How can you represent inheritance in a database?

132,972

Solution 1

@Bill Karwin describes three inheritance models in his SQL Antipatterns book, when proposing solutions to the SQL Entity-Attribute-Value antipattern. This is a brief overview:

Single Table Inheritance (aka Table Per Hierarchy Inheritance):

Using a single table as in your first option is probably the simplest design. As you mentioned, many attributes that are subtype-specific will have to be given a NULL value on rows where these attributes do not apply. With this model, you would have one policies table, which would look something like this:

+------+---------------------+----------+----------------+------------------+
| id   | date_issued         | type     | vehicle_reg_no | property_address |
+------+---------------------+----------+----------------+------------------+
|    1 | 2010-08-20 12:00:00 | MOTOR    | 01-A-04004     | NULL             |
|    2 | 2010-08-20 13:00:00 | MOTOR    | 02-B-01010     | NULL             |
|    3 | 2010-08-20 14:00:00 | PROPERTY | NULL           | Oxford Street    |
|    4 | 2010-08-20 15:00:00 | MOTOR    | 03-C-02020     | NULL             |
+------+---------------------+----------+----------------+------------------+

\------ COMMON FIELDS -------/          \----- SUBTYPE SPECIFIC FIELDS -----/

Keeping the design simple is a plus, but the main problems with this approach are the following:

  • When it comes to adding new subtypes, you would have to alter the table to accommodate the attributes that describe these new objects. This can quickly become problematic when you have many subtypes, or if you plan to add subtypes on a regular basis.

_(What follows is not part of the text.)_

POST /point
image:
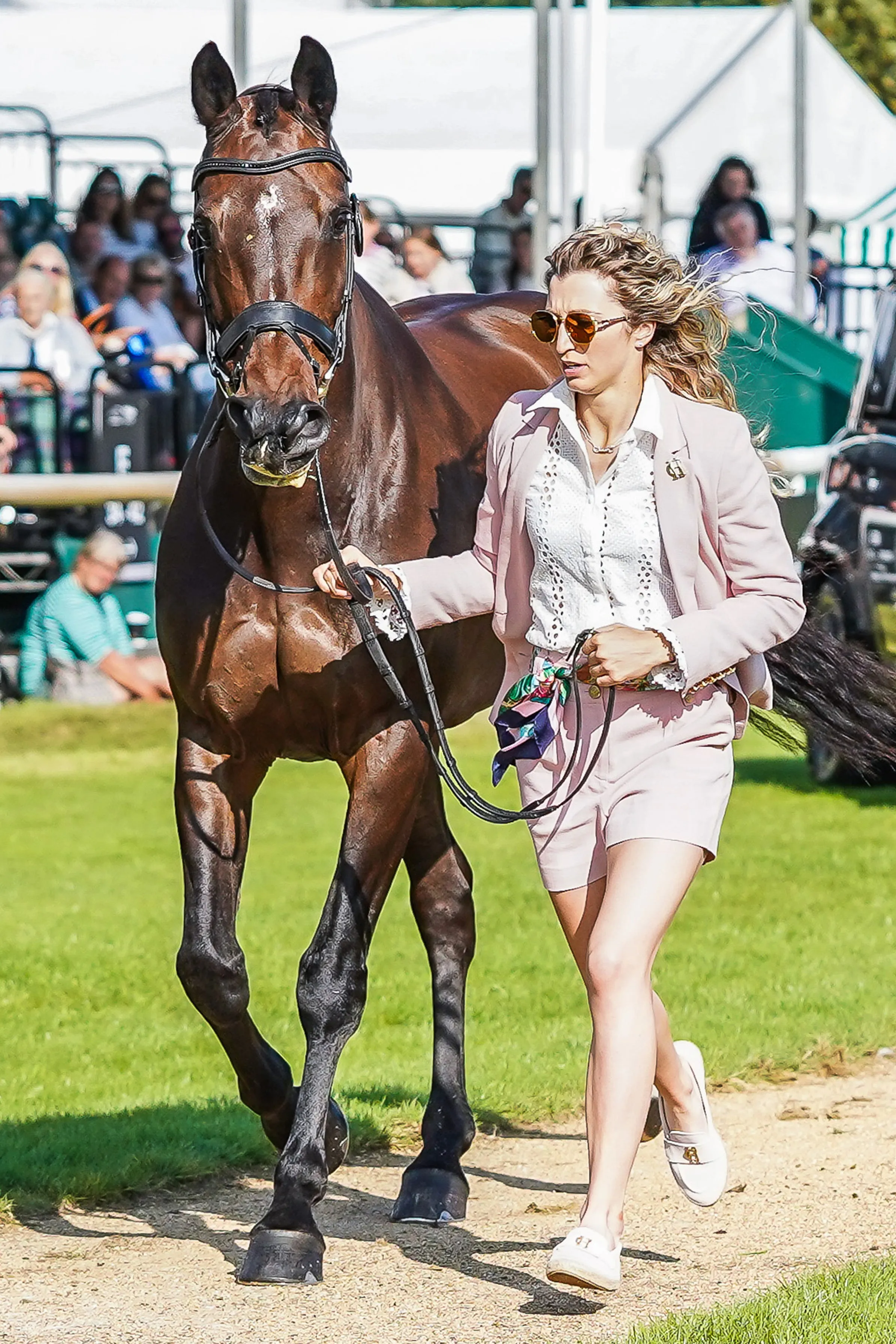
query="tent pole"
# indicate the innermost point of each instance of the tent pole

  • The database will not be able to enforce which attributes apply and which don't, since there is no metadata to define which attributes belong to which subtypes.

  • You also cannot enforce NOT NULL on attributes of a subtype that should be mandatory. You would have to handle this in your application, which in general is not ideal.

Concrete Table Inheritance:

Another approach to tackle inheritance is to create a new table for each subtype, repeating all the common attributes in each table. For example:

--// Table: policies_motor
+------+---------------------+----------------+
| id   | date_issued         | vehicle_reg_no |
+------+---------------------+----------------+
|    1 | 2010-08-20 12:00:00 | 01-A-04004     |
|    2 | 2010-08-20 13:00:00 | 02-B-01010     |
|    3 | 2010-08-20 15:00:00 | 03-C-02020     |
+------+---------------------+----------------+
                          
--// Table: policies_property    
+------+---------------------+------------------+
| id   | date_issued         | property_address |
+------+---------------------+------------------+
|    1 | 2010-08-20 14:00:00 | Oxford Street    |   
+------+---------------------+------------------+

This design will basically solve the problems identified for the single table method:

  • Mandatory attributes can now be enforced with NOT NULL.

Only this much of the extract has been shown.